1.   kandidaat zn. 'gegadigde voor een ambt of waardigheid'
categorie:
leenwoord
In de oudste vindplaatsen nog alleen in de Latijnse vorm candidatus 'behaler van de laagste academische graad' [1631; WNT klimmen], meervoud candidati [1632; WNT weten] en candidaten [1652; WNT Supp. alumnus]; een enkelvoud met Nederlandse uitgang verschijnt pas later: nnl. candidaet 'behaler van de laagste academische graad' [1717; Marin NF]. Ook in de algemenere betekenis 'gegadigde voor een ambt of waardigheid', bijv. voor een geestelijk ambt [1635; WNT proponeeren]), een wereldlijk ambt [1855-56; WNT], voor een functie in een vertegenwoordigend lichaam [1870; WNT tinnegieter], voor een examen [1900; WNT verhouding], voor de toewijzing van een woning [candidaten 1955; WNT Supp. atelier]. De spelling kandidaat [1785; WNT ridderschap] komt vanaf de 19e eeuw regelmatig voor, maar wordt pas gesanctioneerd door WL 1954.
De oudste, academische betekenis is aan het Neolatijn ontleend, zie onder. De algemenere betekenis 'gegadigde voor een ambt of waardigheid' is, al dan niet via Frans candidat 'gegadigde voor een ambt of waardigheid' [1546; Rey], eerder al 'kandidaat voor een overheidsambt' [1284; Rey], ontleend aan klassiek Latijn candidātus 'kandidaat voor een overheidsambt in Rome'. De Romeinse kandidaten waren traditioneel gekleed in een toga candida 'witte toga', en het woord is dan ook een afleiding van candidus 'glanzend wit', afleiding van de stam cand- 'stralen', zie kandelaber.
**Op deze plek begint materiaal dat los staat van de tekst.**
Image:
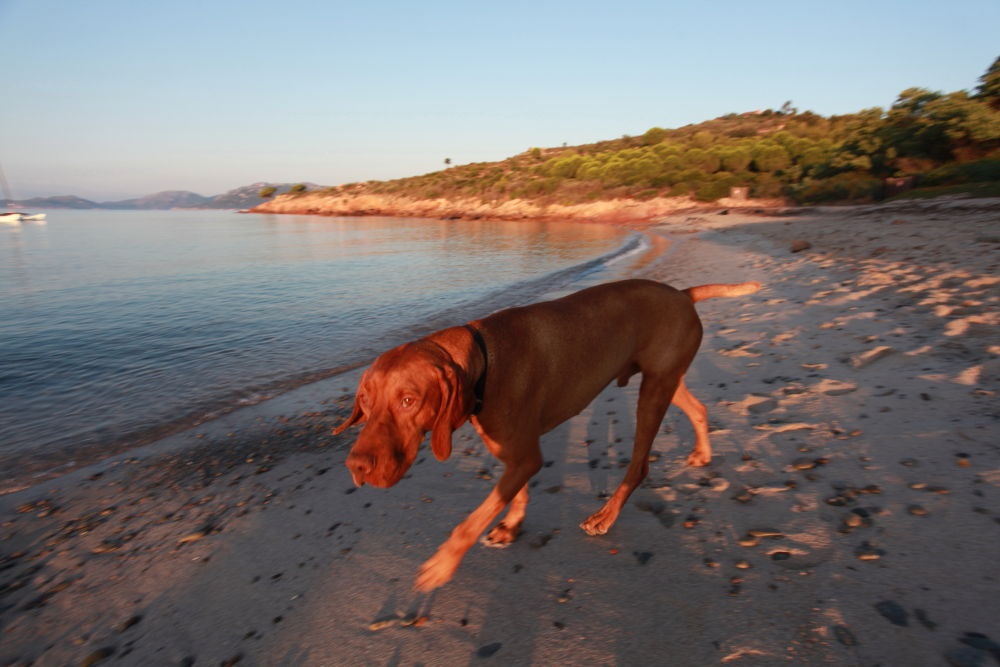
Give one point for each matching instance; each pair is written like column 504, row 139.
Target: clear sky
column 109, row 99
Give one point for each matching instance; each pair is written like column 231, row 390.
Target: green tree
column 736, row 158
column 989, row 86
column 706, row 162
column 653, row 136
column 770, row 157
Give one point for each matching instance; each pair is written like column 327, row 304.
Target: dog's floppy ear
column 357, row 413
column 455, row 407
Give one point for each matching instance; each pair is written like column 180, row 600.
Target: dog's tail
column 702, row 292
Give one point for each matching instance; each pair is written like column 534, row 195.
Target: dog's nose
column 361, row 466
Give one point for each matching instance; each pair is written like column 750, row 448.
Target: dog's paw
column 501, row 536
column 436, row 572
column 598, row 523
column 699, row 459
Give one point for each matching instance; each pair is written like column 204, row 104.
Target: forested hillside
column 925, row 139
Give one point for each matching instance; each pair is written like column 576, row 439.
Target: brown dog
column 520, row 373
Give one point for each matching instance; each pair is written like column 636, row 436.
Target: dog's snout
column 361, row 466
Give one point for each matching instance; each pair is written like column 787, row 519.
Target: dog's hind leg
column 701, row 455
column 655, row 396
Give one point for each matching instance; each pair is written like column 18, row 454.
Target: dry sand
column 850, row 515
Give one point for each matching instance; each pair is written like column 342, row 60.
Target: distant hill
column 244, row 197
column 161, row 201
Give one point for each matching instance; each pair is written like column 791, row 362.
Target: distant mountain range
column 247, row 196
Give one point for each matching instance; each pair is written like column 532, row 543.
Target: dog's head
column 409, row 391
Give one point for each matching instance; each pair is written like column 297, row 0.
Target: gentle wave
column 129, row 327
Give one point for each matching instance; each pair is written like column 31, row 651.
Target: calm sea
column 120, row 326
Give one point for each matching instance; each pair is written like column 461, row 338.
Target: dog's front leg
column 440, row 568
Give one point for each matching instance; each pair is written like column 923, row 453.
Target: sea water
column 123, row 326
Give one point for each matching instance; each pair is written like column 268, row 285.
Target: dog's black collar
column 480, row 387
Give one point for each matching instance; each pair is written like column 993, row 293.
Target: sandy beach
column 850, row 516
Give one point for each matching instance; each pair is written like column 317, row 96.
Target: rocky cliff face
column 610, row 211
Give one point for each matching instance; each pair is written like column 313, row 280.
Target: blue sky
column 109, row 99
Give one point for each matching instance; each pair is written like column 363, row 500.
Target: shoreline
column 854, row 421
column 24, row 468
column 619, row 212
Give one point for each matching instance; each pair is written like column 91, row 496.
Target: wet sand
column 850, row 515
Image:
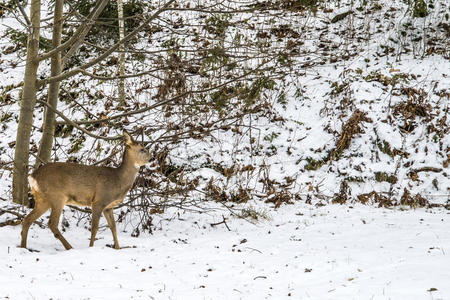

Alle latere betekenissen zijn toepassingen van de algemene en op het Latijn gebaseerde betekenis 'dinger naar een ambt of waardigheid'; vele ervan komen ook voor in andere West-Europese talen, Duits Kandidat, Frans candidat, Engels candidate etc., maar in hoeverre zij in elk van deze talen autonoom zijn ontwikkeld of onderling zijn ontleend is niet na te gaan.
De academische graad van kandidaat, Neolatijn candidatus, is in het Franse onderwijs onbekend. Hij was alleen gebruikelijk aan Italiaanse, Duitse, Zweedse en Noord-Nederlandse universiteiten, waar hij in de loop van de 16e en 17e eeuw werd ingevoerd ter vervanging van de oudere graad baccalaureaat. De naam is gebaseerd op het feit dat de kandidaat, hij die het kandidaatsexamen succesvol heeft doorstaan, in aanmerking kon komen voor het opleidingsniveau dat kon leiden tot de academische graad van doctor. Met de aanpassing van het Belgische onderwijssysteem aan Nederlands model in 1815 kwam kandidaat in deze betekenis ook in België in gebruik, en bleef dat ook na de onafhankelijkheid in 1830. In Nederland werd de titel in de jaren 1980 weer afgeschaft, en met de Europese aanpassing van de academische terminologie naar Angelsaksich model in de 21e eeuw ook in België.
kandideren ww. '(zich) kandidaat stellen'. Nnl. candideren 'het kandidaatsexamen afleggen' [1817; WNT Aanv.], ook overgankelijk 'iemand als kandidaat voorstellen' [1851; WNT Aanv.]. Afleiding van het zn. met het achtervoegsel -eren.